La Inteligencia Artificial no conoce de musa
La literatura, y el arte en general, se enfrenta a nuevos retos con la irrupción de la IA. Como todo desarrollo tecnológico, la IA no está exenta de defensores y detractores. ¿Es posible el arte que usa esta herramienta?
Por Ivo Marinich
Hace poco un amigo me dijo que pensaba escribir una novela con Inteligencia Artificial. Entusiasmado, resuelto, me explicó que tenía preparados los elementos centrales del texto (estructura, personajes, alguna que otra escena, etcétera) para llevarlos al procesador y obtener de esa manera, en cuestión de segundos, la obra completa.
Le manifesté el desagrado que me producía la sola mención de esa idea (no sé de licencias pasionales en lo que concierne a la literatura), y en el meollo de ese disgusto pensé en la implicancia de la IA en el arte. También, naturalmente, pensé en Umberto Eco.
“Apocalípticos e integrados”, célebre texto del escritor italiano, nos enseña cómo la irrupción de lo novedoso en un campo de estudios despliega una disyuntiva entre optimistas y pesimistas. Quienes veían un cuco destructor de lógicas existentes en oposición a quienes hacían del nuevo agente una posibilidad, llamémosle, evolutiva. Eco escribió sobre el advenimiento de la cultura de masas, pero el hecho de que podamos usar estas categorías ante el surgimiento de la IA es prueba de que la dicotomía planteada en este libro es imperecedera.
¿Qué somos entonces? ¿Apocalípticos o integrados?

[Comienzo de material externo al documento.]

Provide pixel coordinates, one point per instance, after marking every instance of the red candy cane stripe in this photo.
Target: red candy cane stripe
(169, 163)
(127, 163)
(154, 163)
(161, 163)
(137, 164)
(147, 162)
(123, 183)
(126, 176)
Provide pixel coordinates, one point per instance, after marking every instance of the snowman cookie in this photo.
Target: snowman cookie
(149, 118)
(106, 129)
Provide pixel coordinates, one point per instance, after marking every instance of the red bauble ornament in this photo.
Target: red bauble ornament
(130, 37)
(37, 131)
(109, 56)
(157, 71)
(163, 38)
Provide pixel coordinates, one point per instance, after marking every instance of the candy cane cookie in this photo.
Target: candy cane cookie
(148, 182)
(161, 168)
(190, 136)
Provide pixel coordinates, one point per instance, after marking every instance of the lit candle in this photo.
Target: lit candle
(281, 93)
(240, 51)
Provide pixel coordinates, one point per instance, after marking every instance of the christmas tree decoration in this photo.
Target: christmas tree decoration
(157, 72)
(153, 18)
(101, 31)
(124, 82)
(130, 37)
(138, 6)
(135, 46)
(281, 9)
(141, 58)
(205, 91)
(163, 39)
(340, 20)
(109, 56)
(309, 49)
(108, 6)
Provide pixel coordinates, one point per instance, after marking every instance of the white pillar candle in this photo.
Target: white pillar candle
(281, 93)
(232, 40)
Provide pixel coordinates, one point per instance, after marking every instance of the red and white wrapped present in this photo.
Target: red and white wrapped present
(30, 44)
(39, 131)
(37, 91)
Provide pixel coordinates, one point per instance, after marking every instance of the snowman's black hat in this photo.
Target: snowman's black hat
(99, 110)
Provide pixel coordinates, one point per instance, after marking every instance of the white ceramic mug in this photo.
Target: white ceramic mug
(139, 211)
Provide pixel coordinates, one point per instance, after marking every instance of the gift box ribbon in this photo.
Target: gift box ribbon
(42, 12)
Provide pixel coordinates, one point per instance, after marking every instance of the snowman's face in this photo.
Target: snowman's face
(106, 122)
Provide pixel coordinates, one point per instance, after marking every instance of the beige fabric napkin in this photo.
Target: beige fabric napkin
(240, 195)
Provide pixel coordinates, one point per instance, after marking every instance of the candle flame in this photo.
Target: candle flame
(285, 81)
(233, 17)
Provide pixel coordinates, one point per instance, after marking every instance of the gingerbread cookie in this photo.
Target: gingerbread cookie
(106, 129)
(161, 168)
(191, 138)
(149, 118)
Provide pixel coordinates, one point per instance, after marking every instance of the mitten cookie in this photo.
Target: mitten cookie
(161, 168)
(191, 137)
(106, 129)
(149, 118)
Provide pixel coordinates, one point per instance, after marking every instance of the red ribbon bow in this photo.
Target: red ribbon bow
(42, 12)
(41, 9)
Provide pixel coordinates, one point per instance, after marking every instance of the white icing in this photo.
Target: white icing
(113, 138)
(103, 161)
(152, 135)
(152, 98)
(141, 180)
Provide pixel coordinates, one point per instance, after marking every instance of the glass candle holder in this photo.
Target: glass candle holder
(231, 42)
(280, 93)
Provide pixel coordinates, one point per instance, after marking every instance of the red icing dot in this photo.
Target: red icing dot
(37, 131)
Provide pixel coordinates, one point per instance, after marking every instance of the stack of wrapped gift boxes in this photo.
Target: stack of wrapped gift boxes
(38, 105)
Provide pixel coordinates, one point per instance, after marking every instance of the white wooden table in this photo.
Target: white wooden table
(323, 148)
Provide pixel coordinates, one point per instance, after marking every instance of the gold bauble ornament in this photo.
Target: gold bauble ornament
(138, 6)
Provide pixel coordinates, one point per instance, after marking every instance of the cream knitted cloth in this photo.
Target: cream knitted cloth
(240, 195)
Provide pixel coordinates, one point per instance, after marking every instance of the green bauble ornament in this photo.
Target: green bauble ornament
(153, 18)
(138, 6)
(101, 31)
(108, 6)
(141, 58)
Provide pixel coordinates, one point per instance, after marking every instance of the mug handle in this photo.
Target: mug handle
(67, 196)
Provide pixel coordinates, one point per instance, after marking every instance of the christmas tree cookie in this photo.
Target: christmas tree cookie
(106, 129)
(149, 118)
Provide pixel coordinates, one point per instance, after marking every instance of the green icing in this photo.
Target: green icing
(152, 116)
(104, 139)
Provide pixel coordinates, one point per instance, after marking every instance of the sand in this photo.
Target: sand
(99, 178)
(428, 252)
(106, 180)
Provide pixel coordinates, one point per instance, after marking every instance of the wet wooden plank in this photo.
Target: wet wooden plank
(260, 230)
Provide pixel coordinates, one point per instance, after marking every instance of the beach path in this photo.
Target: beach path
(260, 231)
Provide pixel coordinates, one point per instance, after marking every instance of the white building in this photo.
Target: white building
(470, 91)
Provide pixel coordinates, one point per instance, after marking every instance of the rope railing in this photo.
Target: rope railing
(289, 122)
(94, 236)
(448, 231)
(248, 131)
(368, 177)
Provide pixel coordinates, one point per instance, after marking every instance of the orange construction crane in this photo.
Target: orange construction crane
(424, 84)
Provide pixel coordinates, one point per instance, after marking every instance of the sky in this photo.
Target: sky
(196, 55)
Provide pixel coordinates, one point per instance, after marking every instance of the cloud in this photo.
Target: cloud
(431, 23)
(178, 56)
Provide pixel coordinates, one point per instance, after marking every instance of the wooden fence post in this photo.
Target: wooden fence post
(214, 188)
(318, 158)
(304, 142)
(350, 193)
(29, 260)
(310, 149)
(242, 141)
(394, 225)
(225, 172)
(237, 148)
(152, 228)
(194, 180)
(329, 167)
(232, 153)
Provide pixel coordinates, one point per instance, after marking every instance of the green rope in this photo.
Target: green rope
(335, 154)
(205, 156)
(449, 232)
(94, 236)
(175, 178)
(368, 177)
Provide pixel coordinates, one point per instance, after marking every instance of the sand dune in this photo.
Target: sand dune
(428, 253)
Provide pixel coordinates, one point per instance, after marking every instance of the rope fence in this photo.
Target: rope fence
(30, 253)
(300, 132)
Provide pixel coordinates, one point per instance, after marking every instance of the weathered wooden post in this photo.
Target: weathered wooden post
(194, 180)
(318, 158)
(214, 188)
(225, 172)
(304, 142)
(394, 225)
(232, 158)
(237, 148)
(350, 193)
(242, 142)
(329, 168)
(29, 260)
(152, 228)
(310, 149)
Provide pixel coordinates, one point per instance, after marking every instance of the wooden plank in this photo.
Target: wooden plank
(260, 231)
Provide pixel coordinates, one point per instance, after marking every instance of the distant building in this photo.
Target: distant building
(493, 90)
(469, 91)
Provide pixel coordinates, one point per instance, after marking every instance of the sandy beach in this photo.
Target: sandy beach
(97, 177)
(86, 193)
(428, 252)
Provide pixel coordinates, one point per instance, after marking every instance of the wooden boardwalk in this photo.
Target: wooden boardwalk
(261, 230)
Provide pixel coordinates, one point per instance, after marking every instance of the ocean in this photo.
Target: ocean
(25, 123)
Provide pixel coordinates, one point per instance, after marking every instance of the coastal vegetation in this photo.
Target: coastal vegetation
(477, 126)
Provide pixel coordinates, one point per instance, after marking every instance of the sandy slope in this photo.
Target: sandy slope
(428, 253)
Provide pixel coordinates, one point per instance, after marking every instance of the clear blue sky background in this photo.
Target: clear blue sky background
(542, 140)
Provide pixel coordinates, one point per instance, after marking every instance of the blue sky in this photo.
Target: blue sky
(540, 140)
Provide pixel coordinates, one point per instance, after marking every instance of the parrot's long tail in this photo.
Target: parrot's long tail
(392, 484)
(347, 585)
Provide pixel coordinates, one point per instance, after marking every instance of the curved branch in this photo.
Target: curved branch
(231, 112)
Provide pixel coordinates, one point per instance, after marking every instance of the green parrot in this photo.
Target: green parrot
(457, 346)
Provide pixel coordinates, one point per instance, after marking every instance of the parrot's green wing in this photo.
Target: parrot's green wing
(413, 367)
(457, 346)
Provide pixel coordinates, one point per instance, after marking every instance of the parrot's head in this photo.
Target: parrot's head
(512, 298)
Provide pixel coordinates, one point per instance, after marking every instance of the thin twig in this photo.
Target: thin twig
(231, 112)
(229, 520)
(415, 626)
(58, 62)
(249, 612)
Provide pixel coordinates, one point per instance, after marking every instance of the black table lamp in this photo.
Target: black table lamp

Mi amigo, claro, un integrado. Me respondió que el surgimiento de la imprenta había causado indignados como yo —me mandó directo al siglo XV, en pocas palabras—. Y tenía razón. Lo mismo había pasado con la cadena de montaje, la computadora e internet, entre una lista innombrable. Mi amonestación inicial me puso en la posición de apocalíptico. Concibo el arte como el último bastión de lo humano (a veces me pregunto si no seremos creaciones pensadas para producir el arte que deleita a los dioses; si todo lo demás no será acaso suplementario, colateral a esta función primordial), de modo que la idea de ceder al algoritmo la concepción y el proceso artístico venía a resquebrajar esa fortaleza. Pero una meditación más profunda y despojada de hastío me hizo ver que la expresión humana permanecerá inalterable porque la IA no conoce de musa.
Definamos musa. Un sinónimo: inspiración. Una herramienta: la de tantos artistas que se aferraron a ella para concebir sus obras. Una búsqueda: la de Onetti, Orwell o Proust que escribían acostados, o Hemingway, que lo hacía de pie, o Agatha Christie, que producía desde la bañera, como si sus cuerpos fueran antenas que necesitaran diferentes posiciones para sintonizarla. Una definición alternativa: es la fecundación de una idea sin procedencia definida; el cerebro como un gran óvulo que cada tanto, en condiciones idóneas, es inseminado por una sustancia exógena, tan extraña e indescifrable como la materia oscura para la ciencia. Una definición teórica: la decodificación de lo abstracto en patrones racionales. Mi definición favorita: un orgasmo semiótico. La musa es el ¡Eureka! Es el estado donde todo encaja, donde todo se revela. Es un susurro del alma. Una última aproximación: es el regalo que la naturaleza, poseedora de la creatividad por antonomasia, hace al artista. De ahí mi sosiego: el arte entendido como canalización de un estado divino permanecerá imperturbable.
La IA no conoce de musa. Es un procesador infernal que absorbe textos, discursos, sentidos comunes y tendencias con fines meramente reproductivos. Una máquina de semejanzas. Sigue la línea de un electrocardiograma sin los picos vitales, sin los saltos de la palpitación. Hace de una oración otras miles que dirán exactamente lo mismo, pero de otra manera. Está sujeta, precisamente, a lo preconcebido, mientras que la musa es un proceso de fecundación. Es incapaz de escalar nuevos peldaños; en instantes construye fabulosos caminos que indefectiblemente llevan al mismo lugar. Con envidiable practicidad semántica-caligráfica, por supuesto.
La IA, sin embargo, es efectiva. Eso es innegable. Puede narrar una historia con apenas retazos de información. Y una muy interesante, por cierto. En ese sentido, se presenta como una solución práctica e instantánea para las creaciones llanas. Aquellas que son reacias a los nuevos sentidos o lógicas, a las narraciones o pensamientos alternativos; las que simplemente reproducen y se deslizan, satisfechas, en el eje del sentido común. De modo que vendrán textos muy bien escritos pero holgazanes y predictivos. Será cuestión de depositar algunas líneas en el buzón de la IA y esperar que el algoritmo nos escupa su magia. Textos ‘Déjà vu’. Se aproxima una brecha entre el arte algorítmico y el arte como expresión humana.